Michael Jordan e o Time dos Sonhos

Um dos mitos mais repetidos da história do esporte é o de que a derrota dos Estados Unidos no basquete nos Jogos Olímpicos de Seul-1988 teria gerado uma revolta tão grande dentro do próprio país que isso levou a NBA a liberar seus jogadores para competir em torneios internacionais e mostrar ao mundo quem realmente mandava.

Mas isso não é verdade. Na verdade, a própria federação de basquete dos EUA votou contra a proposta de permitir a participação de atletas da NBA nos Jogos. A ideia passou porque outras nações, que já estavam começando a ter jogadores no campeonato americano e sabiam que outros viriam, queriam poder escalar seus melhores atletas também.

Quando a nova regra foi aprovada, porém, os EUA aproveitaram ao máximo.

Todos os 11 jogadores ativos da NBA que integraram o time olímpico de 1992 acabaram entrando para o Hall da Fama. Juntos, somam 100 indicações para os times ideais da liga (All-NBA Teams) e 23 títulos de campeão.

Eles ainda precisaram se classificar para Barcelona, disputando o Torneio das Américas em Portland, no Oregon. Venceram seis partidas contra seleções da América do Norte e do Sul com uma média de 51,5 pontos de vantagem. Nos Jogos Olímpicos, venceram oito partidas, de Angola até a final contra a Croácia, com média de 45 pontos de diferença. Nenhum time conseguiu perder por menos de 30 pontos.
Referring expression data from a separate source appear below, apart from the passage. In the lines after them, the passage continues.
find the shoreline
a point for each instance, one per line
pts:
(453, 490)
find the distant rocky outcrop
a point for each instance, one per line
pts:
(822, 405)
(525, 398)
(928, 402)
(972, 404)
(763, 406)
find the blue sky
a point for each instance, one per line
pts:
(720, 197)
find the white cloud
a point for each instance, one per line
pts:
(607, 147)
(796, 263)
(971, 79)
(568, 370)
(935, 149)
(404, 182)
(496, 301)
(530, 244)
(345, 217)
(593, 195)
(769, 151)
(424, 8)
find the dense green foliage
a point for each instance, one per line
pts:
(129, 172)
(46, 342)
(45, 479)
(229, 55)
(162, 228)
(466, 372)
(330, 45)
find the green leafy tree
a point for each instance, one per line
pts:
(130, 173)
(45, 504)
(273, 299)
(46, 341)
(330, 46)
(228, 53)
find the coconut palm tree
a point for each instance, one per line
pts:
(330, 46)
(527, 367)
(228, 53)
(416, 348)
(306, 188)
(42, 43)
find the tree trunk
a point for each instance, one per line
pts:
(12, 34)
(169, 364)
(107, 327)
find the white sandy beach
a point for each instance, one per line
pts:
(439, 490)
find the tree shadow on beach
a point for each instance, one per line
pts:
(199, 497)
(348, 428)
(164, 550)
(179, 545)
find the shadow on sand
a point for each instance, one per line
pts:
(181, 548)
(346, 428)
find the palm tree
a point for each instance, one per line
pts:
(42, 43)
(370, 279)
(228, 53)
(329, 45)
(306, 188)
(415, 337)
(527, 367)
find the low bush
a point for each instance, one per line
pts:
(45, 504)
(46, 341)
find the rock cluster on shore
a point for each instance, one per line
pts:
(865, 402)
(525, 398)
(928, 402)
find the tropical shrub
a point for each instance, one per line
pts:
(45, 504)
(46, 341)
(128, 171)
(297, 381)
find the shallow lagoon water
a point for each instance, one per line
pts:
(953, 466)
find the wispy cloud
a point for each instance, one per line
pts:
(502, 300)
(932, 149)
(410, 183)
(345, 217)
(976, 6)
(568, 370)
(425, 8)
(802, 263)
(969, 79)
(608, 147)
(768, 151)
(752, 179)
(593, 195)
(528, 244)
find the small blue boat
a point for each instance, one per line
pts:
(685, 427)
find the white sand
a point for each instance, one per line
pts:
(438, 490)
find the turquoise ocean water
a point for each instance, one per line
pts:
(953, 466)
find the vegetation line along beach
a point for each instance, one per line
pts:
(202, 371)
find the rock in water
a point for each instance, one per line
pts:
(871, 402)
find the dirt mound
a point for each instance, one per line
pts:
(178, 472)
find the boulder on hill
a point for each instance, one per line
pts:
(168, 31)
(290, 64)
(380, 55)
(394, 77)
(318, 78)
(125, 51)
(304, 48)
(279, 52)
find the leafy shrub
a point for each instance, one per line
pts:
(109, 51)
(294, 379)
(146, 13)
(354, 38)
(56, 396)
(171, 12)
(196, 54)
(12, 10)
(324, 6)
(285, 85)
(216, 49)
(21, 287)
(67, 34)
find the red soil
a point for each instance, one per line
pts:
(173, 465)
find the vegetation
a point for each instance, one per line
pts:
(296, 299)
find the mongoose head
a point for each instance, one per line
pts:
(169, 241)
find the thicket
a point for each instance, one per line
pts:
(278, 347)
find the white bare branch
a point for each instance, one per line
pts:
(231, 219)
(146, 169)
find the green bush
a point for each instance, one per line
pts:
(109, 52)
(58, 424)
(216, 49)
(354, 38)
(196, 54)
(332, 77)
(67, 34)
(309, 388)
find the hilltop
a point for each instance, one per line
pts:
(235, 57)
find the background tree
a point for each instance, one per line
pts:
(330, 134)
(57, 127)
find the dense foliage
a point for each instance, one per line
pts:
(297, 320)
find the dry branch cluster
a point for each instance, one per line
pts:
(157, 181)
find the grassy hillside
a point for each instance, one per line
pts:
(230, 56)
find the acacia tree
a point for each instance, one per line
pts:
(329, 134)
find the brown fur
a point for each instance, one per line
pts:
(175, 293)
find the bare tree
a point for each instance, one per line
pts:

A participação do "Dream Team" nem sempre foi uma certeza, mesmo com a aprovação da nova regra. Quando os jogadores da NBA foram liberados, apenas 58% deles declararam interesse em disputar os Jogos. O próprio Michael Jordan estava reticente, mesmo depois de ser indicado por um comitê de peso (que incluía Coach K, C.M. Newton, Chuck Daly e Rod Thorn).

Jordan dizia que já tinha vivido a experiência olímpica em 1984 e buscava uma forma de recusar o convite com elegância. Mas, ao ver quem mais faria parte do elenco, e ao entender a importância do projeto — e da sua presença nele —, acabou topando.

“LeBron jogou várias Olimpíadas e foi importante em todas, mas só existe um verdadeiro Dream Team: o primeiro. Arguivelmente, o time mais talentoso da história do esporte americano”, disse Bob Costas, lendário narrador esportivo, ao Sporting News. “Eles atropelaram todo mundo, e os adversários não se importavam. Estavam honrados de jogar contra aqueles caras. Esse é o impacto que tiveram no jogo.

“Parte disso é mérito da visão do David Stern (ex-comissário da NBA), mas foi o início da expansão global da liga. Hoje, mais de 30% dos atletas da NBA são estrangeiros. Eles abriram esse mercado, tanto de talentos quanto de torcedores”.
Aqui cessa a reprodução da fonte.